Sin embargo, la ciclovía emergente del bulevar Adolfo López Mateos pareció menos transitada que de costumbre.
De acuerdo con un conteo realizado por este diario al mediodía de ayer, pasaron hasta 10 minutos sin que se viera a un ciclista transitar a la altura del Centro Histórico y por la tarde, una vez que comenzaron las lluvias fue mínimo el número de ciclistas que transitaron por este espacio.
Algunos de los que sí pasaban por el López Mateos iban con impermeables, con bolsas negras improvisadas como impermeables y se subían a la banqueta.
En entrevista con Felipe Lozano, un ciclista que diariamente recorre entre 6 y 7 kilómetros a bordo de su bici, reconoció que en los días lluviosos prefiere utilizar el camión.
Así como él, decenas e incluso cientos de leoneses no usan bicicleta cuando llueve por miedo a los accidentes con los vehículos y también para evitar mojarse y que pueda provocarles una enfermedad respiratoria y más en medio de la contingencia sanitaria por la Covid-19.
Además, durante la tarde del pasado lunes mínimo 4 autos se quedaron ‘varados’ en el carril ciclista debido a las complicaciones que les provocó la lluvia.
Esto generó un tráfico vehicular todavía más lento del normal.
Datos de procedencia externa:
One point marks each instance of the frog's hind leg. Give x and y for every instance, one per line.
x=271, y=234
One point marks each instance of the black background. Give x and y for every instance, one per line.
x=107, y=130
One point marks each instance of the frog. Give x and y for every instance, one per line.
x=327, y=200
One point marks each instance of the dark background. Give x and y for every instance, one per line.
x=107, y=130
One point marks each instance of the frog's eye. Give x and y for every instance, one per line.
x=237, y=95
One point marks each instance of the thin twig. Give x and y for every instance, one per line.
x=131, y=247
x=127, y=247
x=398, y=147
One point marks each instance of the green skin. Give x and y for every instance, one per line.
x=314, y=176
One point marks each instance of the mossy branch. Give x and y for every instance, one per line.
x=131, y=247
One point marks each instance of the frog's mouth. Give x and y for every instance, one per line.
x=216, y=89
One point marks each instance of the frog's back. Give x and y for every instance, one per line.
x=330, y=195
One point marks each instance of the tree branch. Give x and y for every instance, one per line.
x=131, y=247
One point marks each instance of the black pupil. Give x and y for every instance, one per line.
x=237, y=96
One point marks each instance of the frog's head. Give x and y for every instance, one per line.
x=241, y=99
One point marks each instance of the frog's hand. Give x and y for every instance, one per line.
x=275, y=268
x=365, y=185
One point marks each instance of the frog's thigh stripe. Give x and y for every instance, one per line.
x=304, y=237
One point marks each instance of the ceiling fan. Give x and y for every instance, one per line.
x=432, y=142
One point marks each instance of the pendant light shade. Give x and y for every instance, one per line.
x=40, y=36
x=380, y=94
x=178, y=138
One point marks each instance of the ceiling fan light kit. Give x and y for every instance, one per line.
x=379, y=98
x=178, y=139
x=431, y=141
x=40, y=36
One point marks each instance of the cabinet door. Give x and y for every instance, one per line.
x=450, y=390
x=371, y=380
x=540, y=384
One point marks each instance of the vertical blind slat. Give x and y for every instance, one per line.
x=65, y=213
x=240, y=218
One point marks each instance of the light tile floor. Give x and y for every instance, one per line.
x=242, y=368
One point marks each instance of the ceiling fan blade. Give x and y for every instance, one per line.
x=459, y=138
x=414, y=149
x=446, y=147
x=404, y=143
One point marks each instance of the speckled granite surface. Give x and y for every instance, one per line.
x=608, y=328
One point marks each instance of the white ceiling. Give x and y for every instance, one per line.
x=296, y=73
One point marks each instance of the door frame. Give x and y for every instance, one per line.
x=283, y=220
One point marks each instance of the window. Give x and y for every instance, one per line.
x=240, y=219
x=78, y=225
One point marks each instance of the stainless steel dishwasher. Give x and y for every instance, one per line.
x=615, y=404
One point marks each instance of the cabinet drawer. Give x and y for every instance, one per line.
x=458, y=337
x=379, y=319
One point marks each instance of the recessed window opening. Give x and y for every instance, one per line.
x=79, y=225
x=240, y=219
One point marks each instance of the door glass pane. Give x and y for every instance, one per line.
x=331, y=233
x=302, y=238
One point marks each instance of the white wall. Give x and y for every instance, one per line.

Las autoridades de la ciudad de León, como el Instituto Municipal de Planeación (IMPLAN), anteriormente señalaron que en promedio diario circulan 2 mil 500 ciclistas por su vía exclusiva en el Adolfo López Mateos que va desde el bulevar Francisco Villa hasta Campestre.
Sin embargo varias personas consideran aún que esta ciclovía emergente no es funcional.
Esta prueba piloto de la ciclovía se supone que tendrá una duración de 3 meses, inició el pasado 13 de julio y terminaría el 13 de octubre.